Cuando me acerco a Naruto, solo le pido que nos vayamos.

Subimos en el auto y partimos.

—Todavía no puedo creer que mi padre nos metiera en semejante lío —digo por fin—. Sin avisarnos siquiera.

—¿De veras?

Me saco los zapatos, pongo los pies en el asiento y apoyo la barbilla en las rodillas mientras sigo contemplando la carretera.

—Todo el mundo admiraba a mi padre, ¿sabes? Era tan guapo, eficiente, pulcro… Nos adoraba. Aunque no siempre lo demostrase, nos adoraba. Nos llamaba sus tres florecillas.

—Sus tres florecillas—repite Naruto, más seco que nunca—. Buen apodo para reemplazar la ausencia.

Le lanzo una mirada airada.

—No tienes una gran opinión de mi padre, ¿eh?

—Creo que aunque él no se lo pasó muy bien, no tenía derecho a dejarte el estropicio para que lo arreglases como pudieras. Creo que era un egoísta. Pero bueno, no lo conocí personalmente. —Pone el intermitente y cambia bruscamente de carril. Aferra el volante con fuerza, advierto de repente. Casi parece cabreado.

—Al menos, ahora sé un poco más de mí. —Me muerdo la uña del pulgar—. ¿Te había hablado del funeral?

—Una o dos veces —dice con una sonrisa irónica.

—Debo de haberte aburrido mortalmente con esa historia…

—En absoluto —Aparta una mano del volante y aprieta la mía un momento—. Un día, muy al principio, cuando sólo éramos amigos, salió el tema. La historia completa. Me contaste cómo había cambiado tu vida; que asumiste la deuda familiar, que al día siguiente pediste hora en un centro dental, que te pusiste a dieta estricta, que decidiste cambiar por completo. Luego fuiste a la televisión y la cosa se disparó. Subiste como la espuma en el trabajo, conociste a Toneri. Él parecía ideal. Solvente, rico, estable. En fin, todo lo que emitía la sombra de… —Enmudece.

—De mi padre.

—No soy psicólogo, pero eso creo.

Se hace un silencio. Observo un avión pequeño que va dejando en el cielo una doble estela blanca.

—¿Sabes?, cuando desperté después del accidente creía que había aterrizado en una vida de ensueño —digo lentamente—. Creía que era Cenicienta. Mejor que Cenicienta. Pensaba que era la chica más afortunada del mundo…

Él menea la cabeza.

—Vivías bajo una tensión permanente. Llegaste lejos demasiado deprisa y no sabías cómo manejar la situación. Cometiste algunos errores… —Duda un momento—. Te alejaste de tus amigas. Eso fue lo que más te costó.

—¡P-Pero no lo e-entiendo! —exclamo exasperada—. No entiendo el por qué de necesitar…yo no quise…y al final, me convertí en una bruja.

—Tampoco lo pretendías.

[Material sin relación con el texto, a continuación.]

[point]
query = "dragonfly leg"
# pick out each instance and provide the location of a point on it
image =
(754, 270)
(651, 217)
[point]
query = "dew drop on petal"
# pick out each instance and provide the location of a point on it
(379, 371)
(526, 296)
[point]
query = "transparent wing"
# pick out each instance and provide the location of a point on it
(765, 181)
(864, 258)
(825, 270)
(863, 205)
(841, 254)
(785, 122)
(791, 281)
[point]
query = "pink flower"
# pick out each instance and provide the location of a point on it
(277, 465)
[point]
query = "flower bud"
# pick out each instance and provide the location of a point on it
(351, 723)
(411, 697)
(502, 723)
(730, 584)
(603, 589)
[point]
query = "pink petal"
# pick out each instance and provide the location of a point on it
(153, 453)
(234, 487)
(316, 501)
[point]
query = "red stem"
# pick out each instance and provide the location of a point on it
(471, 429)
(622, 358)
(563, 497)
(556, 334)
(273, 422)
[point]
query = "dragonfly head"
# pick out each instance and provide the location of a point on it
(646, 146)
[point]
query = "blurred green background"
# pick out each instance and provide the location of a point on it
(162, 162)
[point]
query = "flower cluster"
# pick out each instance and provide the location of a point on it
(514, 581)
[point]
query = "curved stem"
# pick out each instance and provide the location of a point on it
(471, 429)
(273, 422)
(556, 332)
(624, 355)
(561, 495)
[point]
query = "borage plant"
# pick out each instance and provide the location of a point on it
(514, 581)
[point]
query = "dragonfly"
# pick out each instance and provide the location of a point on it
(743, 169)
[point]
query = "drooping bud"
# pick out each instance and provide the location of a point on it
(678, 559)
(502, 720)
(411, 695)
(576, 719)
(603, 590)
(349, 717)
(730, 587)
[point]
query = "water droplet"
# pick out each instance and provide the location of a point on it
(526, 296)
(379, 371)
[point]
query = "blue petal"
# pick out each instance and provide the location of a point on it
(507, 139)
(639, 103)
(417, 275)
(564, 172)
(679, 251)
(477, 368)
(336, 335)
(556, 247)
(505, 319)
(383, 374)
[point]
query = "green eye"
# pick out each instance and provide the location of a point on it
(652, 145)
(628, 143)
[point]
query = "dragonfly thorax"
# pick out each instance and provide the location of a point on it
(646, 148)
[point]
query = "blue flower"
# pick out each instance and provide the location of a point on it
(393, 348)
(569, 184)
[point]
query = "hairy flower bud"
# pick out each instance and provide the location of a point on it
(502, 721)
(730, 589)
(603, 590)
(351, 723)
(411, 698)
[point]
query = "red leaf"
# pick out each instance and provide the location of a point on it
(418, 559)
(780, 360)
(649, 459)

Hinata-chan, date un respiro. Te viste propulsada a un alto cargo y tenías que controlar un departamento muy grande… Estabas confusa. Hiciste algunas cosas mal, te sentías atrapada, eso me decías. Te construiste esa imagen de dura.

—La Cobra —digo con una mueca. Aún no puedo creer que me pusieran ese mote.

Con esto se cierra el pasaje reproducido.